Considering the rapid return of serum gastrin concentrations to baseline and lack of clear effect on serum CgA concentrations, we propose that our findings do not support the use of tapering periods after medium‐duration omeprazole treatment in the horse. Instead, management practices targeted at decreasing ESGD risk, such as rest or decreased exercise and increased roughage intake, ideally including alfalfa hay, 20 should be optimized in the 2 to 4 days after discontinuation of omeprazole. Whether longer treatment durations would alter these results and recommendations is unknown but warrants further evaluation.

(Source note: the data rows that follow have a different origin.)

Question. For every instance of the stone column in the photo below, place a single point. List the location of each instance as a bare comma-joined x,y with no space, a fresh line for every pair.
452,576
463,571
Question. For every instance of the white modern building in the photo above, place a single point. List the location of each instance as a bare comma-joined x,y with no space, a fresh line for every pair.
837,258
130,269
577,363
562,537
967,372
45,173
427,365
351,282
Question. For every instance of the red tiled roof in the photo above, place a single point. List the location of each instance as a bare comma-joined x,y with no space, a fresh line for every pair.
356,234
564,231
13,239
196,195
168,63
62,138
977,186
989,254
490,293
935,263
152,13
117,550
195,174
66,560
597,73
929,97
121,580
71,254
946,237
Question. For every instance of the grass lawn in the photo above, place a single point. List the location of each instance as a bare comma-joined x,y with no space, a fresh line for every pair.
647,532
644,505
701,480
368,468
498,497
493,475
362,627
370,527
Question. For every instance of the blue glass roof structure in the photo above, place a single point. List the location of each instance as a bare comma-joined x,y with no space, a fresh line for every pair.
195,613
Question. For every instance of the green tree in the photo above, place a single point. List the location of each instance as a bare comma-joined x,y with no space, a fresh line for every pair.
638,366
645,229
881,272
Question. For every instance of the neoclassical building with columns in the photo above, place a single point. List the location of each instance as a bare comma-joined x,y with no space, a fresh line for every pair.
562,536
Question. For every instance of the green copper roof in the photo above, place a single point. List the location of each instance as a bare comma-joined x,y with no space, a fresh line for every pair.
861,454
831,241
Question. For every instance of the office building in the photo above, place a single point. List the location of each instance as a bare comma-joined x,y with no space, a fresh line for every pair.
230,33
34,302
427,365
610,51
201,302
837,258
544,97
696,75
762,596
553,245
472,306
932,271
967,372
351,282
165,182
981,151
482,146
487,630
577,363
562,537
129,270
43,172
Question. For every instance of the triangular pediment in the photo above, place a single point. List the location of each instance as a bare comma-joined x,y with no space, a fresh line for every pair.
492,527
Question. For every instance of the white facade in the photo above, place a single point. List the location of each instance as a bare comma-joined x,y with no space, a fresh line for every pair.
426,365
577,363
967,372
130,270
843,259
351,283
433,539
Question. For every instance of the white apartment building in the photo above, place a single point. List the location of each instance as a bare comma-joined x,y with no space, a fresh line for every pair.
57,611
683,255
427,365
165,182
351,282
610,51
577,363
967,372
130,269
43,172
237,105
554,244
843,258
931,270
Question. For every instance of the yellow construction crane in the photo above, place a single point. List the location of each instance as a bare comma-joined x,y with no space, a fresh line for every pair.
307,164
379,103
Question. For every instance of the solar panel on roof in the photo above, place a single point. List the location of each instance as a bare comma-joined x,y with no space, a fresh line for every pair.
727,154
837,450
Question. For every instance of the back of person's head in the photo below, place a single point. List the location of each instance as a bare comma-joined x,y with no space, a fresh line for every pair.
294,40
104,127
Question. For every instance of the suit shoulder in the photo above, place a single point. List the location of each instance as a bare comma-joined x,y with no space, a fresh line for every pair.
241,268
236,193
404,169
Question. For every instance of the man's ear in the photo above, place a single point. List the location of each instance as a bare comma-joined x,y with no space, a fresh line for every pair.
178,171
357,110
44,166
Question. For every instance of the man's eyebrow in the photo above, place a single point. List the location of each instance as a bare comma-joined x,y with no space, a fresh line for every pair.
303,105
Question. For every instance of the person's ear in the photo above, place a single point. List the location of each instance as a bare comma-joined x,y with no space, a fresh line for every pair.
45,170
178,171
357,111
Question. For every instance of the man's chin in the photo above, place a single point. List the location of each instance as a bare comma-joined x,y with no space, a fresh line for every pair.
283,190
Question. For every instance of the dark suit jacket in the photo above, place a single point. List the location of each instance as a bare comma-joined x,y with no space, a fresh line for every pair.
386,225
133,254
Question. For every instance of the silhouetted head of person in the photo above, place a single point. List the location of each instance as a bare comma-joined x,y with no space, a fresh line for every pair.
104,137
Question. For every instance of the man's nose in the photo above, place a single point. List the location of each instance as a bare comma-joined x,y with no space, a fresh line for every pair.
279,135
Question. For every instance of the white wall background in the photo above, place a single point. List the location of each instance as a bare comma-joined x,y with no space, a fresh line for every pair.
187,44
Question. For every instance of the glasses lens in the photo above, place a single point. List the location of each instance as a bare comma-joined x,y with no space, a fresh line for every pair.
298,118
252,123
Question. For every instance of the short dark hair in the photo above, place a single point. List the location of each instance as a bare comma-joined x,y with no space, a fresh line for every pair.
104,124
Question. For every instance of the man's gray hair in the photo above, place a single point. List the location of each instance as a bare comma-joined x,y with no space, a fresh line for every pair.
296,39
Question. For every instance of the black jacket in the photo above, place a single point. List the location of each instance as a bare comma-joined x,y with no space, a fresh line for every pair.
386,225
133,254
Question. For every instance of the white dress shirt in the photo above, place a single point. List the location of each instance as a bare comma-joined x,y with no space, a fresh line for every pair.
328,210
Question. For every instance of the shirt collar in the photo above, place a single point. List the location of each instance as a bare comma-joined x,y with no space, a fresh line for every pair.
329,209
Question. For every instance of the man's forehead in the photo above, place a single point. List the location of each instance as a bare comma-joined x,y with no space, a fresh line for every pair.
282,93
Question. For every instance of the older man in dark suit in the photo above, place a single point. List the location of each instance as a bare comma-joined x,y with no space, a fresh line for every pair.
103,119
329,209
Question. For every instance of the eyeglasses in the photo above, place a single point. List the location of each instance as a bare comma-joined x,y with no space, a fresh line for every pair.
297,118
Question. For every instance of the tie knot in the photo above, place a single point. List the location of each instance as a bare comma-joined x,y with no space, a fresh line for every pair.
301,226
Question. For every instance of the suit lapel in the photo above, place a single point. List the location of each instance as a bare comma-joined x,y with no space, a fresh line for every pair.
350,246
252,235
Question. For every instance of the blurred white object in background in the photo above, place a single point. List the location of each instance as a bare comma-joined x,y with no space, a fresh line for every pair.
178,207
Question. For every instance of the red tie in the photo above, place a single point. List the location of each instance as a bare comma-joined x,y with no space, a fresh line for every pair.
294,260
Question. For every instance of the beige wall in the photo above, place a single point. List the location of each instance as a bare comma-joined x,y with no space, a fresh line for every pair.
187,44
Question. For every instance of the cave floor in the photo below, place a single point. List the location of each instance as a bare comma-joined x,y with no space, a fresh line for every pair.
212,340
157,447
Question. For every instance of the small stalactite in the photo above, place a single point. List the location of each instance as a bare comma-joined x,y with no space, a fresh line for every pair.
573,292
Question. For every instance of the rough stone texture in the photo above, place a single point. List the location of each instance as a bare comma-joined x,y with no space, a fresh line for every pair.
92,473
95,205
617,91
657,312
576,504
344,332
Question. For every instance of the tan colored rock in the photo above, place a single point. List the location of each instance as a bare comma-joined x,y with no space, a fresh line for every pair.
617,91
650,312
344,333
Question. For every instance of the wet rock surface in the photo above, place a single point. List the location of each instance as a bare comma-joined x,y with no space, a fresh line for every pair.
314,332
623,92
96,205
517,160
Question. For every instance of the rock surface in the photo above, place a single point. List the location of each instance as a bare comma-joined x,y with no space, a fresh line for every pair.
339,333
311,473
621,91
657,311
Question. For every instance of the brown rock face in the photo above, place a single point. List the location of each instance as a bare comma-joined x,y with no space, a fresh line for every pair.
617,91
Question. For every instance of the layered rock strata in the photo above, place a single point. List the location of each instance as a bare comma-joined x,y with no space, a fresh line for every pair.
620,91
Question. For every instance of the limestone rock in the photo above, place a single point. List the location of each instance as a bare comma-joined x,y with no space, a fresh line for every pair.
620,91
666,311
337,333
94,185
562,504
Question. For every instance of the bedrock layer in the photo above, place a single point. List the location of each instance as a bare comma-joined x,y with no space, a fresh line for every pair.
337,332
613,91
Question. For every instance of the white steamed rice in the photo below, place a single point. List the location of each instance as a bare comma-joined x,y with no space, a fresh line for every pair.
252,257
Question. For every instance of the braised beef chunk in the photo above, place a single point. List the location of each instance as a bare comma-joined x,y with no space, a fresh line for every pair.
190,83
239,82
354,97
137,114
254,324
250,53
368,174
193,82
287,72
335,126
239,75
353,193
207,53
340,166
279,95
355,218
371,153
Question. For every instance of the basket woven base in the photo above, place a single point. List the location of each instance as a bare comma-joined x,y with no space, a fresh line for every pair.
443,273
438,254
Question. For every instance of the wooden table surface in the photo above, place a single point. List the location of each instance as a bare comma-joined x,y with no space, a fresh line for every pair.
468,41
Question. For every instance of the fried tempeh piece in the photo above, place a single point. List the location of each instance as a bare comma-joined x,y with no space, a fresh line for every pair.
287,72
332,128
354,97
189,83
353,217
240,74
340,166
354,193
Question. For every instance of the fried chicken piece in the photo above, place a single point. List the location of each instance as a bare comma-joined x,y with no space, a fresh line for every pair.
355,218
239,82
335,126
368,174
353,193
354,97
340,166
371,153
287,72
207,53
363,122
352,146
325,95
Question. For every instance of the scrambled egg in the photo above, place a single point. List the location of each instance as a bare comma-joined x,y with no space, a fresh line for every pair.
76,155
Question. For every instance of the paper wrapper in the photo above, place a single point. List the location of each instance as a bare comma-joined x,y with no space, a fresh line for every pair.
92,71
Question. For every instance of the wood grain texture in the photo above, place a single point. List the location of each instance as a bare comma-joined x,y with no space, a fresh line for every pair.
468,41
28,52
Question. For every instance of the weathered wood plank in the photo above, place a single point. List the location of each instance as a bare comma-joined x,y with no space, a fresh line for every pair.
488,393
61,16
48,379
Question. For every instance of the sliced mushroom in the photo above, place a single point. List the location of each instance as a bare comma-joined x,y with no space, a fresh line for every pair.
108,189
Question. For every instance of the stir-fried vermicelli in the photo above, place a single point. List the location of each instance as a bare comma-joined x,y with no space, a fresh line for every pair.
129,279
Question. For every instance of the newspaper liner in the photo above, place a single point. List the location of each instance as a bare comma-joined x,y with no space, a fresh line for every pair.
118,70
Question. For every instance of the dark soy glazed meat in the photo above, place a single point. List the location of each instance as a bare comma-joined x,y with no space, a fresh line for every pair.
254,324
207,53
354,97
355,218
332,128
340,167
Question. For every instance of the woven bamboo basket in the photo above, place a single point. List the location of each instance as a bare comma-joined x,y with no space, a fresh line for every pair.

The main limitations our study were the lack of validation of the CgA ELISA kit for use in horses, 1 or 3 days without omeprazole treatment mid‐protocol, and lack of control horses. The results of the CgA ELISA assays indicated high coefficients of variation for both inter‐ and intra‐assay comparisons, indicating that the accuracy of the results might be limited. Validation of CgA testing in horses and gastric biopsies to evaluate ECL cell mass are recommended to determine the effects of omeprazole treatment on ECL cell density and RGH in horses, as has been validated in humans. 7 , 9 The study population was subject to recommended omeprazole withholding periods, 14 resulting in inconsistent administration of omeprazole that might have influenced serum gastrin and CgA concentrations. However, no effect was seen on the withholding period during the treatment window (no difference between sample days 28 and 35) and we propose that the application of RWPs reflects clinical use of omeprazole in the population studied. Further study of uninterrupted administration over a similar period might be useful to provide data reflective of other populations in which continuous administration is used.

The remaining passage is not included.